Blogging the “Real Truth” About Your Business
Is coffee good or bad for you? Turns out the answer is quite complicated, as Jenn Wood explains in Mental Floss Magazine.
“Excessive coffee consumption can lead to anxiety, depression, and frequency of psychophysiological disorders,” stated the journal article “Advances on Alcohol & Substance in 1984. Yet, by 2015. a study reported in “Heart” showed that “moderate coffee consumption was associated with a lower prevalence of subclinical coronary athereosclerosis.”

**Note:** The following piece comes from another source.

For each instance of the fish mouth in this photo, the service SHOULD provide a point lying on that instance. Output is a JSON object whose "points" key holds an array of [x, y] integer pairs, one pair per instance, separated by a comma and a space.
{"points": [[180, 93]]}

“Individuals with a genetic variation associated with slower caffeine metabolism appear to have an increased risk of non-fatal heart attacks with higher amounts of coffee intake,” warned the Journal of the American Medical Association in 2006. Yet, by 2011, the Archives of Internal Medicine was reporting that “the risk of depression was 20 percent lower among women who drank four or more cups of coffee.”
“In the last decade alone, scientists have published hundreds of papers attributing both harms and health benefits to coffee,” observes Christie Aschwanden in slate.com. There’s one problem with all the studies, she says – they are observation, finding associations without establishing causality.
Helping readers sort truth from myth is one important use for business blogs. In the natural order of business, many of misunderstandings about a product or service present themselves, and shining the light of day on misinformation shines light on your own expertise in your field.
Even when (as is the case with the ongoing good/bad coffee debate, there is no final answer, blog content writers can summarize the different schools of thought and recap the research that is being done in the field. That in itself can go a long way towards making your blog a “go-to” place for readers seeking information relating to your industry or profession.
Is blogging good or bad for you and your readers? No complications there – the answer is a resounding yes. Even where there really is no one “real truth”, it’s helpful to discuss what we know so far and how your business or practice is using the information that is available as of today.